Utsugi’nin ağrıları ve acıları artmaya başladığında, bu acıları Satsuko’yo duyduğu tutkuyla daha da çoğaltmak, bedeninin ağrılarını, cinselliğinden kaynaklanan ağrılara dönüştürmek için Satsuko’nun karşısında çocuklaşmış, her an, her saniye ona ihtiyaç duyduğunu çekinmeden göstermeye başlamıştır. Israrcılığıyla çıldırmışlık noktasına gelmekte, Satsuko’yu “Satsu” diye çağırmaya başlamakta ve bundan haz duymaktadır.

Ruhunun, bedeninin, zihninin her zerresinde Satsu sayıklamaları barındıran Utsugi, bir Kyoto gezisinde, tapınakların arasında dolaşırken mezar taşını nasıl yaptıracağına karar verme aşamasında da planlarına Satsuko’yu dahil eder: mezar taşına Satsuko’nun yüzünü ve gövdesini yaptırmak istemektedir. Şimdi sadece ölümden sonrasında bile Satsuko ile olmanın yollarını düşlemektedir.

Tanizaki, Çılgın Bir İhtiyarın Güncesi’nde, yaşlı bir adamın dilinden cinselliğin yaşsızlığının ve cinsellikle gelen dirilişleri anlatır. Yaşlılıkta cinsellik algısını, cinselliğin yarattığı sanrıları, hezeyanları, Satsuko’nun oyunlarını anlatırken, bir yandan Japonya’da zaman içinde değişen güzellik algısı hakkında, dönemin Tokyo’su hakkında bilgi verir, okuru Kyoto’da tapınaklar arasında dolaştırır ve Japon kültürüne dair izlerin peşinden Japonya’nın çok içinden bir anlatı sunar okura.
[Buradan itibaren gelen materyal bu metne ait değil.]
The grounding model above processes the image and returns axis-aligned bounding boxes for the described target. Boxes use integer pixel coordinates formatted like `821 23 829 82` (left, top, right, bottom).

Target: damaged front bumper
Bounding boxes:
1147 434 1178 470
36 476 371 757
Tanizaki, yazdığı notların diliyle her tür cinsellik tabusunu yıkan, yerine sıradışı cinsellikler koyan Çılgın Bir İhtiyarın Güncesi’nde, okuru bu sıradışı cinselliklerle cesurca yüzleştirir. Bu yüzleşme Utsugi’nin çığlıklarında dile gelir:

“Buda’nın ayak izi taşını senin ayaklarından yaptırmak istiyorum Satsu. Öldüğüm zaman küllerim o taşın altına konacak. O da benim nirvanam olacak.”